A Letter to the Faces Behind the Counter

You are turning over chicken wings when I first notice you.

It is just past seven at Old Airport Road Food Centre, and the ceiling fans are pushing warm air down onto the tables. The light here is the kind that flattens everything, fluorescent and tired, but it catches the edge of your apron and the small movements of your hands. You do not look up. You are listening to the grill more than to the crowd.

I lift the camera slowly. I never want the first thing you feel from me to be a lens.

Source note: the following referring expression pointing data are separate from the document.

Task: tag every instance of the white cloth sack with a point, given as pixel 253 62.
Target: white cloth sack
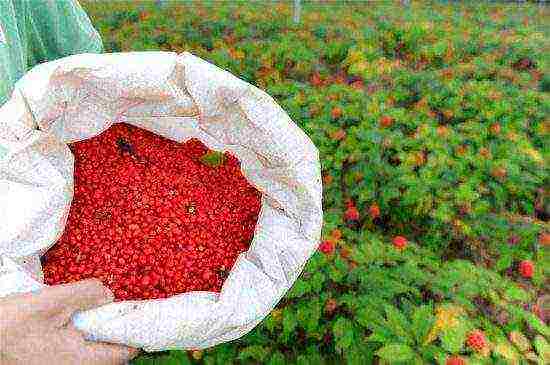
pixel 178 97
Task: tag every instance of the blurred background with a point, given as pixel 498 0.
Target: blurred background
pixel 432 121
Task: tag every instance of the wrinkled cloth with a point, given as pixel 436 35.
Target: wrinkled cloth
pixel 33 31
pixel 178 97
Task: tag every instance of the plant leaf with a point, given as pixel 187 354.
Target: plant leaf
pixel 396 352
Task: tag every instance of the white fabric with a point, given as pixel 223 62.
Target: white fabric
pixel 179 97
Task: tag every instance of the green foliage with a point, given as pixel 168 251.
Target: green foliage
pixel 213 158
pixel 445 120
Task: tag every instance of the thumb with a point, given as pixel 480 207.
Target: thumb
pixel 108 354
pixel 56 301
pixel 82 295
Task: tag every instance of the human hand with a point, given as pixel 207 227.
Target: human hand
pixel 35 328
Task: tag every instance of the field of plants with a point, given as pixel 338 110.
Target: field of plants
pixel 433 123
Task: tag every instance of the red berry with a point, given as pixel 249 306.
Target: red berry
pixel 327 247
pixel 495 128
pixel 336 234
pixel 526 268
pixel 136 200
pixel 339 135
pixel 352 214
pixel 386 121
pixel 336 113
pixel 544 239
pixel 331 305
pixel 374 211
pixel 455 360
pixel 476 340
pixel 399 242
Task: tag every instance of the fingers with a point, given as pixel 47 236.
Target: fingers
pixel 99 353
pixel 59 301
pixel 109 354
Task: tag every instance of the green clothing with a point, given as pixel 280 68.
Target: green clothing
pixel 33 31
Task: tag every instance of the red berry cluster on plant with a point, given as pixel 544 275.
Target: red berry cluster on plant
pixel 400 242
pixel 476 340
pixel 526 269
pixel 351 214
pixel 374 211
pixel 150 219
pixel 455 360
pixel 327 247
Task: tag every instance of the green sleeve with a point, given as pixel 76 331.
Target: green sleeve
pixel 58 28
pixel 32 31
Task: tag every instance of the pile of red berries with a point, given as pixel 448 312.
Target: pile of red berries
pixel 151 217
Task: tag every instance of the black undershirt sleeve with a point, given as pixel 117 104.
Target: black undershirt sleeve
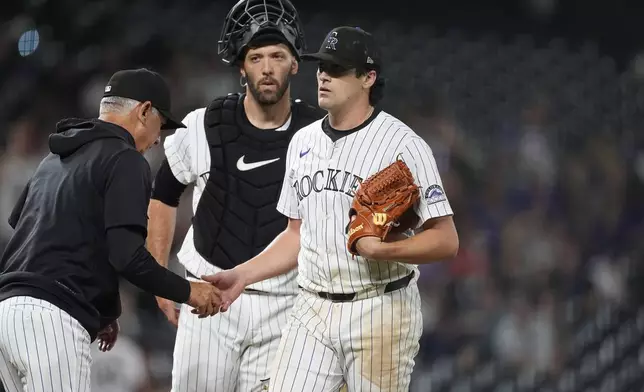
pixel 167 189
pixel 127 194
pixel 132 260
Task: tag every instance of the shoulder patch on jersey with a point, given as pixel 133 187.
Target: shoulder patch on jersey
pixel 434 194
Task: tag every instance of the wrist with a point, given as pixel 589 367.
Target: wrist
pixel 244 272
pixel 385 251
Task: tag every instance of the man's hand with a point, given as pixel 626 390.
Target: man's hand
pixel 107 336
pixel 370 247
pixel 205 299
pixel 231 284
pixel 170 310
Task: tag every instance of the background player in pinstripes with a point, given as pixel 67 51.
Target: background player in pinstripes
pixel 234 151
pixel 359 319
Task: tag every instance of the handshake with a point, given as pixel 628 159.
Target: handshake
pixel 207 298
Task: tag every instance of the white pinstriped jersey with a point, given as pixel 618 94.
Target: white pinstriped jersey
pixel 321 179
pixel 189 159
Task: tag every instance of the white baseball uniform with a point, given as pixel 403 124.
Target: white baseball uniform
pixel 370 341
pixel 42 348
pixel 232 349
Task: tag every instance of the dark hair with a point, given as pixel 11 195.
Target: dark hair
pixel 377 91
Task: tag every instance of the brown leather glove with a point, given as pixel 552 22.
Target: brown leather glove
pixel 380 202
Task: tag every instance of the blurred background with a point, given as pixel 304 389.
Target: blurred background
pixel 534 110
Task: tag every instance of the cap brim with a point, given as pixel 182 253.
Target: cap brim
pixel 326 57
pixel 171 122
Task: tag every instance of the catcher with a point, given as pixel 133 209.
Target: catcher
pixel 357 318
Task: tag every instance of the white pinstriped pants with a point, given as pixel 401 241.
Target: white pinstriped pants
pixel 370 344
pixel 42 348
pixel 231 351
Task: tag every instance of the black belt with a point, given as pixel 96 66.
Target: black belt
pixel 389 287
pixel 190 275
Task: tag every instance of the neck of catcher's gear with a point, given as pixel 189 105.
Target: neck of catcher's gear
pixel 268 116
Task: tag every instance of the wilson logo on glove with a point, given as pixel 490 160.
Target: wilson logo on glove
pixel 379 219
pixel 391 190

There is a softness in how you work that the noise around us hides. You wipe the counter without thinking. You slide a plate forward before the customer asks. You know the regulars by the way they stand, and you start their order before they reach you. These are not gestures made for a photograph. They are the gestures of years, repeated until they became a kind of language.

I think about how rarely we look at the people who feed us.

We remember the dishes. The char kway teow at the corner stall. The bowl of fishball noodles that tasted like a Sunday from childhood. But the hands that made them stay just outside the frame, half hidden behind steam and the metal lip of the counter. We taste the food and forget the face.

Through the viewfinder, I watch an auntie two stalls down ladle laksa into a bowl. Her wrist turns the same way it has turned for a long time. The orange broth catches the light for a second, and then she is already reaching for the next bowl. She does not pause. The work does not allow pausing.

I press the shutter once, quietly, and lower the camera.

I do not photograph your face. Not yet. It feels too soon, like reaching for something that has not been offered. Instead I keep the lens on your hands, on the tongs, on the smoke rising thin and gray between us. There is more truth there than in any portrait I could take tonight.

A young couple sits down near me with their wings and a plate of satay. They eat without looking up, talking softly. They will not remember you tomorrow. But you fed them, and that small act became part of their evening without either of them noticing.

This is the quiet work that holds a city together.

The grill hisses. You turn the wings again. The char deepens, and the smell folds into the warm air around the tables.

I want to leave you something more than a photograph. A thank you, maybe, though I never say it out loud. So I write it here instead, in the only way I know how.

To the faces behind the counter. To the hands that move without being watched. I see you, even when the city looks past you.

I gather my things and step back into the noise, carrying one frame and a quiet kind of gratitude.